GDPR: New Law Could Fine You $24M!

Posted by on Apr 12, 2018 in Blog, Small Business

 

dgpr affects u.s. websites

New Euro-Law May Affect Your Website!

GDPR: General Data Protection Regulation

Does your website invite visitors from the U.S. and Europe?  Or perhaps the entire world? Then you need to know about a new law (effective next month) that you’re almost certainly in violation of, and that could cost you over $24,000,000 in fines!

You say you don’t have a website in Europe, you don’t store financial information, you’re just a little business in Tampa with a little website, so you don’t need to be concerned?

WRONG!

Let’s say you have a little message board where you only store members’ names and email addresses, and maybe you have a section specifically for French or maybe German interests.  Guess what?  Yup – GDPR is aimed at you!

Or you charge member fees or maybe have a little online store where customers can pay in Euros or dollars.  Yup – you’ve just been GDPR’d!

Most articles about GDPR quote a maximum fine of 4% of gross revenues.  Actually it is 4% or 20 million euros, whichever is greater!  And it is almost a certainty that the U.S. would assist enforcement of GDPR.  (BTW, €20M euros = $25M)

Whether or not your website is covered by the new GDPR law depends on whether you are in any way “targeting” european citizens.  Such targeting seems to include web content in european languages or content directed toward european interests; websites with european TLD’s (.nl, etc.).

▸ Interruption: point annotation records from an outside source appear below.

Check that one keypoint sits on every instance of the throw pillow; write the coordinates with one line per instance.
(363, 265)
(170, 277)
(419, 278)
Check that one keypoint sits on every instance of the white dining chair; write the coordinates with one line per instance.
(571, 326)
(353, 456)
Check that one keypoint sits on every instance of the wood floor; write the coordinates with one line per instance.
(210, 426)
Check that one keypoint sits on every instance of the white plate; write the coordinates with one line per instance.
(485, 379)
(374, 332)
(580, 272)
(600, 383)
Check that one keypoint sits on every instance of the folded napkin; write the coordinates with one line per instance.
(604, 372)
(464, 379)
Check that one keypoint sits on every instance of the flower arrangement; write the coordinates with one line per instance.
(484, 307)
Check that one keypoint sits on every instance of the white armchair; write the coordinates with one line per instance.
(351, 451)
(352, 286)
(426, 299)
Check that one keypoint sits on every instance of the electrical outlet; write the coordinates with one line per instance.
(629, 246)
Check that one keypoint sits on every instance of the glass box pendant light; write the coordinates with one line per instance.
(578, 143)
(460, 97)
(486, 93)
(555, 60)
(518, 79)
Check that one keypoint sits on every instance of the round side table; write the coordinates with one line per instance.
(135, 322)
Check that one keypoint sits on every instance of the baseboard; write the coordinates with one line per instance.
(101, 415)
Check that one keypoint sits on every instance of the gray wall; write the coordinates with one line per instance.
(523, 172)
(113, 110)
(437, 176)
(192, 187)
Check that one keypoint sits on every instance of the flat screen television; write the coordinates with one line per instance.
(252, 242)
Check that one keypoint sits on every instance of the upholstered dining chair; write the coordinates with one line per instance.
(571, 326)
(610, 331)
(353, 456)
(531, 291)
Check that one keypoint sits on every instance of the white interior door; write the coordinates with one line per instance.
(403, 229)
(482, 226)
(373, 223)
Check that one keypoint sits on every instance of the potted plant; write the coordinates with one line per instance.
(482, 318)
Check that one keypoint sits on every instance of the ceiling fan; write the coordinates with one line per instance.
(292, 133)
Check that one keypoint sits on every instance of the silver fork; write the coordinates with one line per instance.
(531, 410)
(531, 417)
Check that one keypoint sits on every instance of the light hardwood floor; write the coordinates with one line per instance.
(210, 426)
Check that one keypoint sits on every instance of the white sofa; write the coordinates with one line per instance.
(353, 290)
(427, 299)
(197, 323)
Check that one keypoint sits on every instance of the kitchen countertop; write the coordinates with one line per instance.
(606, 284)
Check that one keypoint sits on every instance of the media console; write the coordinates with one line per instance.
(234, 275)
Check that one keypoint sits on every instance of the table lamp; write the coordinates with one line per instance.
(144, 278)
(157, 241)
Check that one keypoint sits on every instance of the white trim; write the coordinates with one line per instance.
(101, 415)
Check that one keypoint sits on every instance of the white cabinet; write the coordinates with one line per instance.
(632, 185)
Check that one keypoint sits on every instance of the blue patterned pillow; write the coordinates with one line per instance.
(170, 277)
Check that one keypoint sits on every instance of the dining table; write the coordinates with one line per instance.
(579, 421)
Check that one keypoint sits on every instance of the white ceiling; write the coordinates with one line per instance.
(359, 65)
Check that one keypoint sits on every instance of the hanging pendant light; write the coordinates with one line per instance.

So, if your website has nothing specifically targeting european customers, then there’s a good chance that you’re not subject to the new GDPR laws.  BUT – maybe you should pay attention anyway.  Here’s why –

  • The sum of various federal and states laws suggest that you should at least have a Privacy Policy on your website if you collect names, email addresses or any type of identifying information.  GDPR requirements are likely even more stringent than U.S. laws.
  • Dozens of countries around the world have laws requiring privacy policies and you could be subject to their laws under current treaties if you collect information from their citizens.  GDPR requirements are likely even more stringent than these laws.
  • Gain visitors’ trust and loyalty.
    • Having a long-form, fine-print, legalesed privacy form only irritates visitors and creates mistrust.
    • Making privacy issues simple, clear and putting your visitors in charge of their data .
  • Future changes to your website might change your GDPR status, so proactively complying keeps you safe.
    • If your website is not in compliance with GDPR and a year from now a web designer adds something that would cause you to be subject to the law, you may not remember that changes are required.  Complying now will future-proof you.
  • It’s really just the right thing to do.
    • People should be presented with a short, simple, easy to understand privacy policy.
    • People should have a right to know what you’re going to do with their data and to opt-out.
    • They should have the right to remove that data in the future.

With all the recent hubbub over Facebook and Cambridge Analytica and the psychological profiling and targeting of those whose personal data had been subjected to advanced AI algorithms, what better time, from a marketing standpoint, to display an open, simplified privacy policy that puts your visitors in charge of their own data?

To protect yourself from potential legal issues and from customer backlash, why not get GDPR compliant today?  Or at least add a people-friendly privacy policy.